À l’affiche ce mercredi, Le capitaine Volkonogov s’est échappé, un film de Natalia Merkoulova et Alexeï Tchoupov. Le récit national de la Sainte Russie en prend un coup…
En prologue, un escadron d’Adonis slaves, cheveux sabot de 1, torses athlétiques, gymnastes harnachés de cuir, revolver au ceinturon et uniformément accoutrés de jogging rouge vif façon houligans, batifolent comme des marmots : l’un, à quatre pattes, mime un clébard qui jappe sous la domination de son maître ; on se fait la courte échelle pour récupérer un ballon coincé dans les pampilles du gros lustre en cristal, vestige d’un autre temps – entre jeunes mâles, il faut bien s’amuser. En toile de fond, le salon lambrissé d’un palais aristocratique de la défunte Saint–Pétersbourg, transformé en une salle de garde qu’encombrent dossiers, paperasses, machines à écrire… Une carte géante de la ville remplace le trumeau.
Nous sommes donc à Leningrad en 1938, au pic de la Terreur stalinienne.
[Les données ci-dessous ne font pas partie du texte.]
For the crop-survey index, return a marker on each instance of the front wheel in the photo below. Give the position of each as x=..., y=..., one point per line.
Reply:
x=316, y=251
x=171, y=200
Chargés des basses œuvres du régime, ces petits durs s’en donnent à cœur joie. Arrestations, tortures, exécutions sommaires, programmées à la chaîne. Le capitaine Fedia Volkonogov est l’une de ces recrues du NKVD en charge d’épurer la société soviétique. Elles-mêmes se voient soumises à des « réévaluations » qui ne sont pas sans risques : la Révolution dévore ses propres enfants. Leurs ballets virils, leurs chœurs patriotiques émeuvent l’âme. Sinon qu’ils n’étouffent pas les cris des victimes que ces brutes torturent avec inventivité : sous ces murs festonnés, la marqueterie du parquet a d’ailleurs été recouverte d’un manteau de paille – plus absorbant que le chêne ciré.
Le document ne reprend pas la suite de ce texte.